Un noble apporta cette lettre au gourou, alors à Kiratpur, et la présenta au darbar le lendemain matin de son arrivée. Le gourou fut ravi que l’empereur lui accordât une telle confiance qu’il lui écrivit une lettre aussi amicale et consentit à lui fournir les médicaments nécessaires. Il cita un vers du quatorzième slok de la guerre d’Asa ki :
Pourquoi ceux qui viennent avec espoir devraient-ils repartir déçus ?

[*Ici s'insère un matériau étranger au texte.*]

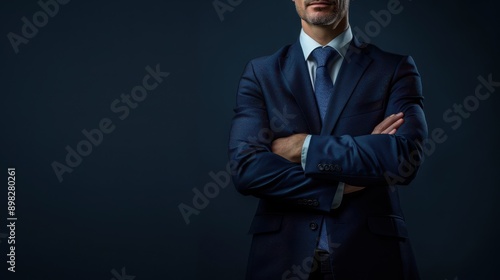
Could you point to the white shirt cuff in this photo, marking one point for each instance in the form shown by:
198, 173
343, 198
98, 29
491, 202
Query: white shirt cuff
303, 155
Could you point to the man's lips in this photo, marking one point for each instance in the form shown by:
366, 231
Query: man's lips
320, 3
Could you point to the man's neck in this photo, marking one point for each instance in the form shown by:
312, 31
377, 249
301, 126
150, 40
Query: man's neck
323, 34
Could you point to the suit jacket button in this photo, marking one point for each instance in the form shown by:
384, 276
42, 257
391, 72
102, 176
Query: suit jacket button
321, 167
313, 226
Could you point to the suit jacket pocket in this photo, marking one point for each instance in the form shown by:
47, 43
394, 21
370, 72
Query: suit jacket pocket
391, 225
266, 223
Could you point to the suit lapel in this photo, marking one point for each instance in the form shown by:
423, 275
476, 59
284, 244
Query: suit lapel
353, 67
294, 70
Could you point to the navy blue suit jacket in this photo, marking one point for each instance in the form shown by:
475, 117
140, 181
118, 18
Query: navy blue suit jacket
367, 233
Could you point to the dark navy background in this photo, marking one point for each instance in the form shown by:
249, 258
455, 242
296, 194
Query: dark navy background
119, 207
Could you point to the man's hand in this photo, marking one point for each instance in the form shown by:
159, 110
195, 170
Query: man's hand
388, 126
289, 147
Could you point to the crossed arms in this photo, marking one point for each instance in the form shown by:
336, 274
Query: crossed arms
271, 169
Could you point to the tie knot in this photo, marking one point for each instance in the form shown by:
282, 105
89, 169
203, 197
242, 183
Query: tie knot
323, 56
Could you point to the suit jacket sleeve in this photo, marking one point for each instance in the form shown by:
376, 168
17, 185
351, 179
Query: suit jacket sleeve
370, 160
257, 170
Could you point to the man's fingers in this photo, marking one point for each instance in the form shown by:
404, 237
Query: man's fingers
389, 124
393, 126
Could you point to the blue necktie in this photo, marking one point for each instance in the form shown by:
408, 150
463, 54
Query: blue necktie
323, 89
323, 84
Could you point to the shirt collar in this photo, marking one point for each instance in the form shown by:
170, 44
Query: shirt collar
339, 43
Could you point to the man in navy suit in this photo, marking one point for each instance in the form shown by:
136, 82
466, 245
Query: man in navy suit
322, 131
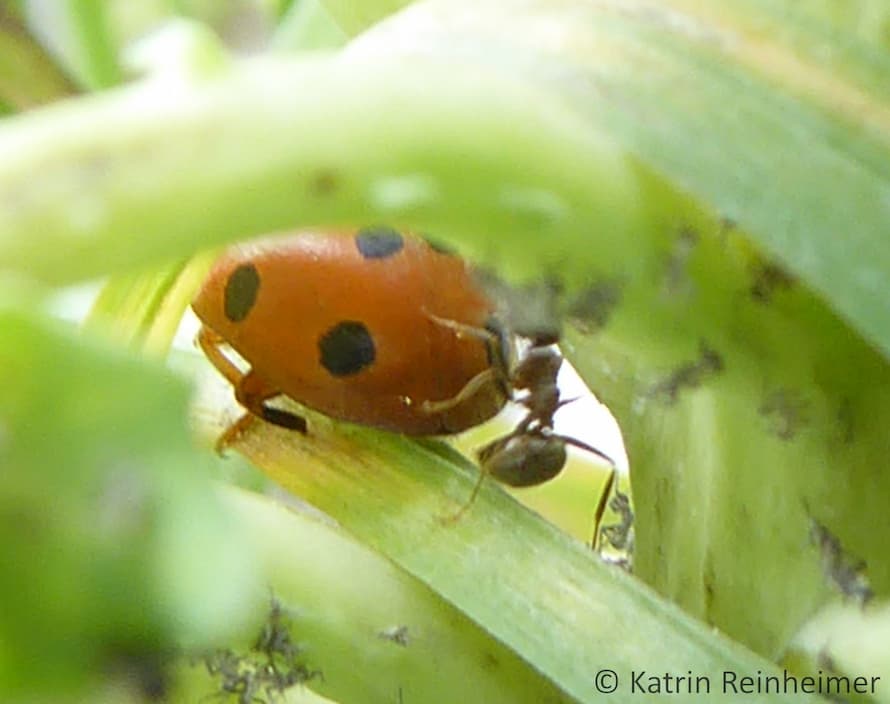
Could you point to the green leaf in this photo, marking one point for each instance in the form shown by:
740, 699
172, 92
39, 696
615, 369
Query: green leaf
113, 552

« Voici », dit le gourou, « d’une main l’homme brise les fleurs et de l’autre il les offre, mais les fleurs embaument les deux mains. Bien que la hache coupe le santal, le santal embaume la hache. Le gourou doit donc rendre le bien pour le mal. » Le myrobalan et le clou de girofle furent pesés et, comme si Dieu l’avait ordonné, ils furent jugés suffisamment lourds pour guérir le fils bien-aimé et héritier présomptif de l’empereur. On lui expliqua que ces remèdes permettraient de digérer la substance la plus dure ingérée. Le gourou ajouta à ces articles une perle qui devait être broyée et utilisée comme remède auxiliaire. Le gourou était dans la position d’un arbre qui, bien que coupé à la hache, ne ressent aucune colère et n’impute aucun blâme au bûcheron, mais subvient à ses besoins.
L’empereur fut naturellement ravi, oublia toute son hostilité envers le gourou et jura de ne plus jamais lui causer de désagréments. Le remède fut administré et provoqua une guérison rapide et complète.